Economists see Brazil's central bank holding interest rates through year-end, cementing market expectations policymakers will next week halt a cycle of interest rate hikes that began in April. Local economists cut their forecast for the benchmark Selic rate to 10.75 for 2010, down from 11 percent last week, in a weekly central bank survey.
The central bank last month raised the Selic rate to 10.75 percent from 10.25 percent, surprising economists who had seen an increase of 75 basis points. The change in outlook from economists accompanies cuts in their inflation forecasts for this year and signs of an increasingly dovish stance from the bank. Last week 12-month inflation fell below the center of the government's target for the first time since January. The central bank has this year emphasised its intentions to bring the annual inflation rate to 4.5 percent, although the target includes a band of plus or minus 2 percentage points.
The slower inflation reinforces a call that the central bank "will announce the end of the tightening cycle, standing pat at the September 1 meeting," J. P Morgan analysts wrote in a report.
Brazilian interest rates remain among the world's highest, compared to near-zero levels in several developed economies, due in part to the country's rapid economic recovery.
Economists forecast the IPCA inflation index at 5.10 percent for 2010, compared with 5.19 percent the previous week, the bank said on Monday. Inflation has slowed recently after a spike earlier this year. But at least some of that slowdown comes from seasonal factors that are hard to broaden into wider trends, and not the result of policy choices. The rough weather that pressured food prices earlier this year has eased, and clothing prices are falling now as stores try to move the last of the season's line as they bring in new styles.
Minutes from last month's central bank meeting reinforced dovish signals.
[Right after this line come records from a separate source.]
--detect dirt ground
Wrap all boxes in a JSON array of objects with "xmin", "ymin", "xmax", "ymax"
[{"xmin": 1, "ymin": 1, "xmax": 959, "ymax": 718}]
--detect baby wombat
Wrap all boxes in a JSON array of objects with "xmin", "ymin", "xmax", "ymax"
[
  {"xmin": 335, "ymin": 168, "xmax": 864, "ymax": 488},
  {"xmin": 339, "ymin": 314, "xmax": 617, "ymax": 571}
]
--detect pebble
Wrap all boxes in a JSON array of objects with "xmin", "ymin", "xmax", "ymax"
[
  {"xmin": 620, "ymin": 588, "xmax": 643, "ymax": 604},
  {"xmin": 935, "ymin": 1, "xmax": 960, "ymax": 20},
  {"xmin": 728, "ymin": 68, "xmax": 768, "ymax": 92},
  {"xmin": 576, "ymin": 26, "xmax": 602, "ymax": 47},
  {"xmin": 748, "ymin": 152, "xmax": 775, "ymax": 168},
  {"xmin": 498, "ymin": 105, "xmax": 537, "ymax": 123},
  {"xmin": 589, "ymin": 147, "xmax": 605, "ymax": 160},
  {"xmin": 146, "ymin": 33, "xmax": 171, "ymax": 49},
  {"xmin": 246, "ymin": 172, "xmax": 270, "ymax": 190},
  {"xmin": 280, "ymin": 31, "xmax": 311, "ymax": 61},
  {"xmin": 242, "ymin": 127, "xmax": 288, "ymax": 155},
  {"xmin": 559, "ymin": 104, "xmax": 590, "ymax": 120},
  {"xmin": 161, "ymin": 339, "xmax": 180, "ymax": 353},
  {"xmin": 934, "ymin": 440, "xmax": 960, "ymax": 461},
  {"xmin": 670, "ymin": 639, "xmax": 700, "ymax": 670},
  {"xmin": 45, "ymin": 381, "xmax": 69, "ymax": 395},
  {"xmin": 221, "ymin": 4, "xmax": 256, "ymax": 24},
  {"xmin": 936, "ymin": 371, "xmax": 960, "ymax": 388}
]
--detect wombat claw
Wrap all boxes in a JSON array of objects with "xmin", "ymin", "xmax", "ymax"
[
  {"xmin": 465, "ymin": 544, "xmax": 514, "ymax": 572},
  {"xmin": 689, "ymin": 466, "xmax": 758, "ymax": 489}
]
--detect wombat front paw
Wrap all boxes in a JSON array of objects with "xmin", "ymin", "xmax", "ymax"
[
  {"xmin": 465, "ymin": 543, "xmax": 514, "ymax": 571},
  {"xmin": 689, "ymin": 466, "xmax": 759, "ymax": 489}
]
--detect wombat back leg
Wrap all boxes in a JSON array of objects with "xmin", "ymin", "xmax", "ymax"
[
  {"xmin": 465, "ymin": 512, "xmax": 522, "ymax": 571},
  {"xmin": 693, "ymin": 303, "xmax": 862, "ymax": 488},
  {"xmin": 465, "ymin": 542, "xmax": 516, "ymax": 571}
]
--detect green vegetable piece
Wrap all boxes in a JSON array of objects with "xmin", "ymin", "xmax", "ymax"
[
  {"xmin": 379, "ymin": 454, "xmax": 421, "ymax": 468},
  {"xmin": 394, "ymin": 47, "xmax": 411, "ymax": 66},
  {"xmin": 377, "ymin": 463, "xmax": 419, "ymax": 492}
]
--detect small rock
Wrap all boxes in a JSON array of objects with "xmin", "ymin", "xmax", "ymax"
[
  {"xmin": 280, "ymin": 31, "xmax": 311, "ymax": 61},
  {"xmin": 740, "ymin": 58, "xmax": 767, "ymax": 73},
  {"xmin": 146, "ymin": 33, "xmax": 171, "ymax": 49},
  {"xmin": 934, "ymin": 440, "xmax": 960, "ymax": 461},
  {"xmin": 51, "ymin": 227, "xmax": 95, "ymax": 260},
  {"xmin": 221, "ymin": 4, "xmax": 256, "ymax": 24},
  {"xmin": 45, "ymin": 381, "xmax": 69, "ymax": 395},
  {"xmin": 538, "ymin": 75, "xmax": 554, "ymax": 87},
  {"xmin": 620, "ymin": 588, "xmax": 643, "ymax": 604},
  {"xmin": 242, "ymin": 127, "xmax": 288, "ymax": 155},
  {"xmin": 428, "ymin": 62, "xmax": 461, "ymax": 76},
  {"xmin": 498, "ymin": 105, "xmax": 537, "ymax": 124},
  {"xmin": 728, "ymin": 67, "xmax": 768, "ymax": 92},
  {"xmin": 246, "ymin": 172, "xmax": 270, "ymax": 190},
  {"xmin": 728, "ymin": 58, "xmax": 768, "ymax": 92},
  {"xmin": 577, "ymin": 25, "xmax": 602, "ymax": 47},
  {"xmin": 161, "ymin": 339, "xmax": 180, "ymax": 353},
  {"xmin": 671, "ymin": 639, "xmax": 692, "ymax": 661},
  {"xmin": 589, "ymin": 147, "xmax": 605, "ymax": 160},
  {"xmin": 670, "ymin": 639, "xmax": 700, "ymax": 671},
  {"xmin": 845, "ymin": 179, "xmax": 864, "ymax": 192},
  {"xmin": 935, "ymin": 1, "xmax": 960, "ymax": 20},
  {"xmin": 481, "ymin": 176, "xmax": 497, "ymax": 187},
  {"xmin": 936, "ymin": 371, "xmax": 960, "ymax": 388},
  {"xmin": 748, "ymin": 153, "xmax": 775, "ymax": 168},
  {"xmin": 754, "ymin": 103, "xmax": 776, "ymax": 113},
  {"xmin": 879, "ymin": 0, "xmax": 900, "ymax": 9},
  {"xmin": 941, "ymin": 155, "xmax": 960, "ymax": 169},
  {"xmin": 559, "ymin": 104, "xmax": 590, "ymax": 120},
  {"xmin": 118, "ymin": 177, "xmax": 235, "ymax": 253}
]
Policymakers said the Brazilian economy was moving to a pattern of slower growth with reduced inflation risks.
The bank has now raised the Selic by a total of 2 percentage points this year from 8.75 percent, starting in April. But next year - when a new administration will take power after October elections, making forecasts cloudier - economists see the central bank tightening again. Economists in the survey forecast the Selic at 11.5 percent at the end of 2011, unchanged from the previous week. The economists raised their forecast for 2011 inflation for the first time in 19 weeks, to 4.86 percent from 4.8 percent.